I think a good way to describe assimilating into a new culture alone is as a leap of faith. Many things require you take the first step, take that leap, and force yourself out of your comfort zone. It’s like being the only person at a party not dancing. You stand in the corner awkwardly, bobbing your head and sipping your drink as your eyes shift from side to side watching everyone participate and interact seamlessly. It’s uncomfortable, but chances are someone at the party will notice you and convince you to join.

To quote the song Through Heaven’s Eyes:

No life can escape being blown about
By the winds of change and chance
And though you never know all the steps
You must learn to join the dance
You must learn to join the dance

This whole transition to living in a new country, a new culture has been about learning to join the dance or dances.
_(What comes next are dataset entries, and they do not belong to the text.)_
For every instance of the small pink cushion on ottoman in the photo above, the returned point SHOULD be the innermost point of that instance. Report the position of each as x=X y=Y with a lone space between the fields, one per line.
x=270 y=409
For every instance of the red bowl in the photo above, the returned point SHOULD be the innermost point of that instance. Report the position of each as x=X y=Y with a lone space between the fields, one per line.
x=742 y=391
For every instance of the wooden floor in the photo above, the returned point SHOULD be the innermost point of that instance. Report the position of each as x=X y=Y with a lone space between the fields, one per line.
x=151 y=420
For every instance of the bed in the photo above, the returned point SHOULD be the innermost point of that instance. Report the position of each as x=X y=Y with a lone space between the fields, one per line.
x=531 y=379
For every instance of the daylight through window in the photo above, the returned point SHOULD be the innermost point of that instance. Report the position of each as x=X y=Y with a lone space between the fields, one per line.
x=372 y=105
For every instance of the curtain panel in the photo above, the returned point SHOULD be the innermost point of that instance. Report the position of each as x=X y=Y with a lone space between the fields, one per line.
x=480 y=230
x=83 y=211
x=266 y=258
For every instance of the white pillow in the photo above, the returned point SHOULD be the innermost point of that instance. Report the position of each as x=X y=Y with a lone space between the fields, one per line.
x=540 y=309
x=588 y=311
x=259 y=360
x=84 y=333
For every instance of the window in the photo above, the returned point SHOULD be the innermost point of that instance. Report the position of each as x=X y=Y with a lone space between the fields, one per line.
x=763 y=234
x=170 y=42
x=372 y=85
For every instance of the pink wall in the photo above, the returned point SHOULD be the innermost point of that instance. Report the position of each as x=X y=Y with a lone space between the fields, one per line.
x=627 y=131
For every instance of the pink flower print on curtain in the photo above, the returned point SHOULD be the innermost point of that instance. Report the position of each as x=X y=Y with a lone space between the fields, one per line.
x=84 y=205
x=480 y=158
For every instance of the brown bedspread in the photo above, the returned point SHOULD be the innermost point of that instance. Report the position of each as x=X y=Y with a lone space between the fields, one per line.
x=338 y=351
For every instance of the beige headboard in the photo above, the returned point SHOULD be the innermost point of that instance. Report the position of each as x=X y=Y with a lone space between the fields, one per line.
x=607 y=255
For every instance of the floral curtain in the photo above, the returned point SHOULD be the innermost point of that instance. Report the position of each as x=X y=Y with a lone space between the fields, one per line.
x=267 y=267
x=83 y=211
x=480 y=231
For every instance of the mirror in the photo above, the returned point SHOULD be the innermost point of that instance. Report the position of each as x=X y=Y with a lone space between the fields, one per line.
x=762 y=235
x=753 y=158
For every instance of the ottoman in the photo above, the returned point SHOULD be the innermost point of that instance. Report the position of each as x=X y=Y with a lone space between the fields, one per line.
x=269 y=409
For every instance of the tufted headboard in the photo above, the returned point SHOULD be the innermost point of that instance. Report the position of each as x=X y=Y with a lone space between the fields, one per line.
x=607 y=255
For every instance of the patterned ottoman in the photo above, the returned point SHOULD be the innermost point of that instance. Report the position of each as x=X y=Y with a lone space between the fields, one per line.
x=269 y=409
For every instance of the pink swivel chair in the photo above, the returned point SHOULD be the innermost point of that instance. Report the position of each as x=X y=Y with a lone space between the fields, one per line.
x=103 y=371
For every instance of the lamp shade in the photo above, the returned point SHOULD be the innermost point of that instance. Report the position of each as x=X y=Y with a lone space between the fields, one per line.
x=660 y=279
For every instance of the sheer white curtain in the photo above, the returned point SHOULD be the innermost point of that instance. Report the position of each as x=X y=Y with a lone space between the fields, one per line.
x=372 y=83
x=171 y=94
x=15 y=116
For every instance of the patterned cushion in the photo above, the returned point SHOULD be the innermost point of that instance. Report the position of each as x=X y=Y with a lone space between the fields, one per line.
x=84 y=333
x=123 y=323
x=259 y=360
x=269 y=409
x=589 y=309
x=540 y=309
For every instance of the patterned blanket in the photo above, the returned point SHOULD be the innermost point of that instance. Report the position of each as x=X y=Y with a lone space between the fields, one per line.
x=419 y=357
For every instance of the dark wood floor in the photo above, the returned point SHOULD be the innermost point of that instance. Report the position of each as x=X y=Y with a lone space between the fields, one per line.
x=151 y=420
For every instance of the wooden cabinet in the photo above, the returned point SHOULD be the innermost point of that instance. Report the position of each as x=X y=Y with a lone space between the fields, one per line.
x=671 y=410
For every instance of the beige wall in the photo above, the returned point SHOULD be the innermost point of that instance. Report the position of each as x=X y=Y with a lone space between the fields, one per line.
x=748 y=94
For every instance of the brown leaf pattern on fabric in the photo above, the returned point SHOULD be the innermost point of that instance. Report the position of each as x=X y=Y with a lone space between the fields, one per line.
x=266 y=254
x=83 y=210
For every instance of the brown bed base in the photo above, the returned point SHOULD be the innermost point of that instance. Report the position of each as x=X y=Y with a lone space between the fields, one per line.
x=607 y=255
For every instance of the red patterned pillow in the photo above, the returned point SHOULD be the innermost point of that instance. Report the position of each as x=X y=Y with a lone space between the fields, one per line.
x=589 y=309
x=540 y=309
You have the Cameroonian community, the school community, the missionary community…

In many ways, I will be the outsider for a long time to come, but I am finding my way. I have found a few ladies in the market who make shopping less stressful. I know which stalls I can go to for certain things, and I know that a smile and a question go a long way. For this, I am thankful.

Before she left, Joy Newburn introduced me to a few of her missionary friends including Elsie, Jake and Holly, Cam and Valerie, and Philip and Kristen. In the last few weeks, all of them have reached out to me. All of them have invited me over or made sure I had what I need. They have helped to make the transition easier because they understand what I’m going through. They’ve been in my shoes (even though many of them did so 10+ years ago). They know where to find things. They know who people are, and who is trustworthy. They are teaching me a lot, and at the same time, I am teaching them. For this, I am thankful.
This week and next, I am staying with Elsie at her house across Bamenda. I don’t need to, but it’s nice. You see, I am helping her with SCA (Sonshine Christian Academy), a homeschooling program she runs for missionary families in the Northwest. Because I have very little to do at home other than read, watch movies and clean, she asked if I would teach the middle school language arts. Even though this week has been frustrating and busy, I am so glad she asked me. It has given me the chance to get to know some more of the missionary families and break away from the mind-numbing routine that I had fallen into. For this, I am thankful.
Through these connections, I have been invited “to the village”. Basically, I have invitations to spend a week or two with the various families in at their mission sites. Many of these places are only accessible with a 4x4 with dry ground. At some point in the next three years, I will get to these places. I will hike the last three hours to the village to join the Scotts and comb the Cameroonian forests with the Conrads looking for the famed, mysterious mokolo mbembe, a dinosaur believed to still live in the swampy areas of Cameroon and the Congo. Their friendships and advice are so much more than a connection; they are chances for fulfillment, companionship, adventure and fellowship. For this, I am thankful.
Slowly but surely, I am learning to join the dance, to let go and trust in God and his plan for me. It isn’t easy, but the reward will be worth it in the end. It is already unforgettable.